The specific thing lessons.md does, that I think is worth the attention, is close a loop. A problem happens. A fix is applied. Without lessons.md, that is where the loop ends. The fix is in the code; the context is in the commit message; the next session starts fresh.

With lessons.md, the loop continues. The pattern is extracted. The prevention rule is written. The next session reads the pattern at its start. The pattern is in the context of every future piece of work. If a technical mechanism exists that can enforce the rule, the mechanism is added. The next recurrence does not happen because it cannot.

The compounding effect is real. My system has twenty-three patterns documented, eight enforced at the system level.
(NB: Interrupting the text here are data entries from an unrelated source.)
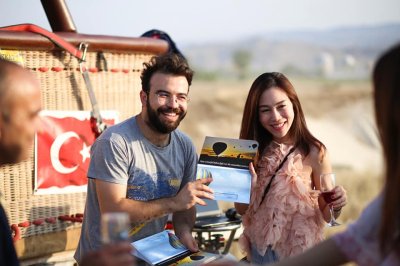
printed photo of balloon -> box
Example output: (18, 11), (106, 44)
(196, 167), (212, 186)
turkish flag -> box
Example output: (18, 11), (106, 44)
(35, 111), (117, 194)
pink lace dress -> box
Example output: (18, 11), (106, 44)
(239, 142), (325, 259)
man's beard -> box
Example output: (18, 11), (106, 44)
(147, 101), (186, 134)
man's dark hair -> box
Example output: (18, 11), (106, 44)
(140, 53), (194, 93)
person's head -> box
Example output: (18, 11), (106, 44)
(373, 45), (400, 255)
(240, 72), (323, 154)
(0, 59), (41, 165)
(140, 53), (193, 134)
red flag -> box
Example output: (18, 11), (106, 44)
(35, 111), (116, 194)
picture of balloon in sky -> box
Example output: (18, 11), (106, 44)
(168, 231), (185, 249)
(196, 167), (212, 186)
(212, 142), (228, 157)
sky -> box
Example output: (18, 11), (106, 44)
(0, 0), (400, 45)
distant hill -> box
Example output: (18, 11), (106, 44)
(182, 24), (400, 79)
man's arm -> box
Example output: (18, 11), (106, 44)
(95, 178), (213, 223)
(172, 207), (199, 252)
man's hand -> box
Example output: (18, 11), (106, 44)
(79, 242), (136, 266)
(179, 229), (199, 252)
(174, 177), (214, 210)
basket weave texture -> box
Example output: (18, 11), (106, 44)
(0, 50), (152, 238)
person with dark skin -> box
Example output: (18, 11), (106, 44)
(0, 59), (135, 266)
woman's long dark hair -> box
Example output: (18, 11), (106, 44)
(240, 72), (326, 160)
(373, 45), (400, 256)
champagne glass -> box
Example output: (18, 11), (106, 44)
(320, 173), (340, 226)
(101, 212), (130, 244)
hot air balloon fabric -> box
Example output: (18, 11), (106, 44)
(196, 136), (258, 203)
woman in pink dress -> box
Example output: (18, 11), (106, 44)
(208, 44), (400, 266)
(235, 72), (347, 264)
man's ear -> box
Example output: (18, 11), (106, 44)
(140, 90), (148, 106)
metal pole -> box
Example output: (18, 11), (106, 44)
(40, 0), (77, 33)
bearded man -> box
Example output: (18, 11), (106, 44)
(75, 53), (213, 263)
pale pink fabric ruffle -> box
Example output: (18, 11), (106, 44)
(239, 142), (325, 258)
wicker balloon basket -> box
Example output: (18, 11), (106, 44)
(0, 29), (168, 259)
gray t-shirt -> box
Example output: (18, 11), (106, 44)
(75, 117), (197, 262)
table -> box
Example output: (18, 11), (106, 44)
(192, 219), (242, 255)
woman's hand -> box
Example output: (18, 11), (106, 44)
(331, 186), (347, 212)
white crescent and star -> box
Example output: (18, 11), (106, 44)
(50, 131), (90, 174)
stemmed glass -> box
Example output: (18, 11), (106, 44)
(320, 173), (340, 226)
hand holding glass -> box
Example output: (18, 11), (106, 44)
(320, 173), (340, 226)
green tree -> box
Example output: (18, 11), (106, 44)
(233, 49), (251, 79)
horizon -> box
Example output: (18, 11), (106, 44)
(0, 0), (400, 46)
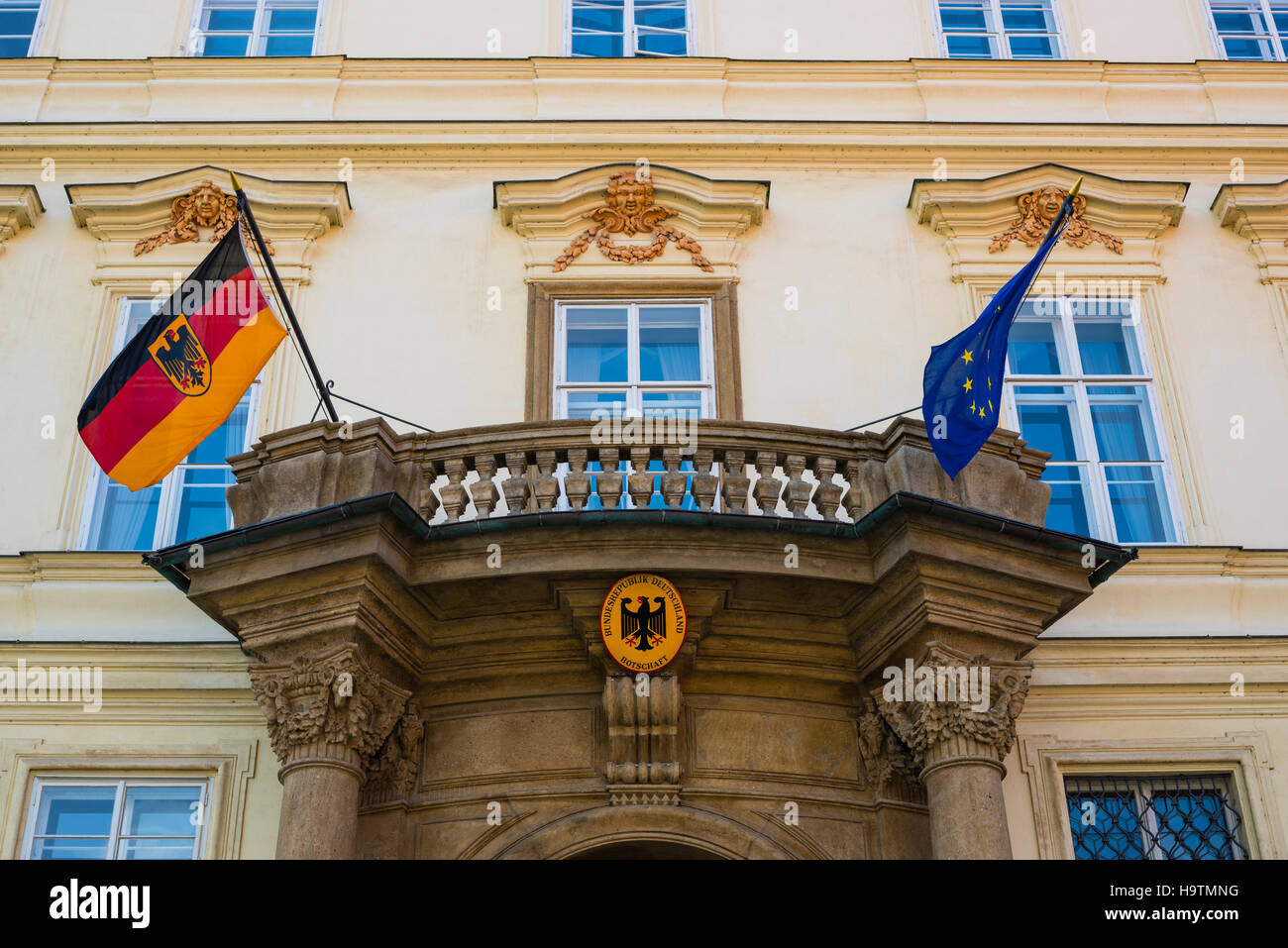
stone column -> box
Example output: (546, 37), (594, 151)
(872, 642), (1033, 859)
(250, 644), (419, 859)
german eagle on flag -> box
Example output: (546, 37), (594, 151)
(76, 223), (286, 490)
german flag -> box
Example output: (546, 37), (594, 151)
(76, 224), (286, 490)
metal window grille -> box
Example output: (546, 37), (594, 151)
(1064, 774), (1248, 859)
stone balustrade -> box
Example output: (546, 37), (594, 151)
(228, 417), (1050, 527)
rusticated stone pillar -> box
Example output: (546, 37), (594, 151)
(250, 644), (420, 859)
(873, 642), (1033, 859)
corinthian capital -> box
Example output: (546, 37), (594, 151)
(872, 642), (1033, 769)
(250, 644), (411, 772)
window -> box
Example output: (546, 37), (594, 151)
(1006, 296), (1181, 544)
(0, 0), (42, 59)
(554, 300), (715, 419)
(22, 778), (209, 859)
(567, 0), (691, 56)
(936, 0), (1061, 59)
(81, 299), (259, 550)
(1064, 774), (1248, 859)
(1208, 0), (1288, 61)
(188, 0), (318, 55)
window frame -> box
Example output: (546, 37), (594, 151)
(563, 0), (695, 59)
(1203, 0), (1288, 63)
(1002, 293), (1186, 546)
(18, 777), (211, 862)
(930, 0), (1069, 63)
(76, 295), (265, 553)
(550, 296), (716, 419)
(0, 0), (49, 59)
(188, 0), (329, 59)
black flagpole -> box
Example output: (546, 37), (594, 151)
(228, 171), (340, 421)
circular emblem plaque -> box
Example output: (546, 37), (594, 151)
(599, 574), (688, 674)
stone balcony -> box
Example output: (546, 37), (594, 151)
(149, 419), (1133, 858)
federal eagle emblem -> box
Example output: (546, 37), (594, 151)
(621, 596), (666, 652)
(149, 313), (210, 395)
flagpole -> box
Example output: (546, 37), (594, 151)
(228, 170), (340, 421)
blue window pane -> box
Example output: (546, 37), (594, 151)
(948, 36), (997, 59)
(1066, 792), (1145, 859)
(121, 787), (201, 834)
(636, 31), (688, 55)
(939, 4), (988, 33)
(1006, 319), (1060, 374)
(36, 787), (116, 836)
(0, 9), (36, 38)
(1105, 465), (1175, 544)
(1002, 4), (1055, 33)
(640, 306), (702, 381)
(1042, 465), (1091, 537)
(1008, 36), (1056, 59)
(568, 391), (626, 419)
(116, 838), (192, 859)
(1150, 790), (1234, 859)
(572, 34), (622, 56)
(1017, 399), (1083, 461)
(268, 8), (318, 34)
(89, 476), (161, 550)
(206, 7), (255, 34)
(201, 36), (249, 55)
(567, 308), (627, 381)
(265, 35), (313, 55)
(31, 838), (107, 859)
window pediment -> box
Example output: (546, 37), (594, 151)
(909, 163), (1189, 280)
(493, 163), (769, 279)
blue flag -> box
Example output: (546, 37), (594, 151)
(921, 200), (1076, 477)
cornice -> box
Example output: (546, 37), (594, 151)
(0, 184), (46, 250)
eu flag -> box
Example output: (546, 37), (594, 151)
(921, 179), (1082, 477)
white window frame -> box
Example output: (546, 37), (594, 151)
(188, 0), (327, 59)
(563, 0), (693, 59)
(551, 296), (716, 419)
(76, 296), (265, 550)
(0, 0), (49, 59)
(1002, 293), (1185, 546)
(930, 0), (1069, 63)
(1203, 0), (1288, 63)
(21, 777), (210, 862)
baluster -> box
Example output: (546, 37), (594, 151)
(532, 451), (559, 510)
(662, 447), (690, 510)
(814, 458), (845, 520)
(752, 451), (783, 516)
(564, 448), (590, 510)
(471, 455), (501, 520)
(691, 448), (720, 511)
(501, 451), (532, 516)
(596, 448), (622, 510)
(720, 451), (751, 514)
(417, 461), (438, 523)
(626, 447), (653, 510)
(783, 455), (808, 516)
(439, 459), (469, 523)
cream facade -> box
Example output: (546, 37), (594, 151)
(0, 0), (1288, 858)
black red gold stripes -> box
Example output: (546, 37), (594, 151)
(77, 227), (286, 490)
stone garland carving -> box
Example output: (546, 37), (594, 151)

Each of those eight is a class of failure that once recurred on a regular cadence and now does not. The cumulative time saved is larger than the time spent writing the patterns. The cumulative harm prevented is larger still.

Hamel Husain’s recent essays about building on top of language models make the point that typically three issues cause sixty per cent of problems. He wrote that about a different class of system (machine learning pipelines with customer-facing errors), but the underlying claim generalises. If three patterns cause most of the problems, writing those patterns down, enforcing them, and re-reading them at the start of every session is strictly cheaper than continuing to hit the same three problems.

How to start one

A starter kit for someone who wants to build this for their own system:

  1. Pick a file and a location. lessons.md in a place the agent auto-loads. Short lines, numbered patterns, structured entries.
  2. Write the first three patterns. The first three are the ones where you already know the answer. “The last time I broke production, this is what happened, this is the rule I now follow.” Three patterns is enough to start.
  3. Read the file at the start of every session. Put it in your auto-load. Re-read the Tier 1 patterns specifically, not just scanning.
  4. When an incident happens a second time, write it up. Not the first time. The second time. One-time incidents are noise; repetitions are signal.
  5. For Tier 1 patterns, find a technical mechanism. A hook, a guard, a test, a permission, anything that makes the pattern impossible rather than merely documented. Text rules are a starting point, not the ending point.
  6. Build the pre-flight skill last. It is useful but not essential. The file itself, re-read at every session, is doing most of the work. The skill is the automation of something you are already doing by hand.

The investment is small. The returns compound.

What I would tell a past me

I built the technical safety layers (the printer hooks, the credential guards, the protected-path enforcement) before I wrote lessons.md. That order was wrong. Writing the patterns down first would have made the hooks I built later more targeted, because each hook would have been explicitly addressing a specific pattern. Instead, I built hooks for what seemed dangerous in the moment and wrote the patterns later. Some of the hooks were well-targeted; a few were overkill; a few addressed problems that did not recur.

If I were starting again, I would write lessons.md first. Every time an incident happened, I would add an entry. When the second occurrence of a pattern came, I would promote it to a Tier 1 entry and design the specific technical enforcement that pattern required. The hooks would follow the patterns, not precede them.

The file is now the artefact I would most want to keep if I had to throw away everything else on the Mac Mini. The code is recoverable; the configuration is recoverable; the memory is mostly recoverable. The twenty-three documented patterns of how this specific system breaks are the expensive part.


lessons.md lives at memory/topics/lessons.md on the Mac Mini. The /lessons-check skill is at ~/.claude/skills/lessons-check/SKILL.md. Both are small files; both will be in the eventual control-plane repository. The pattern is portable before any of the code is.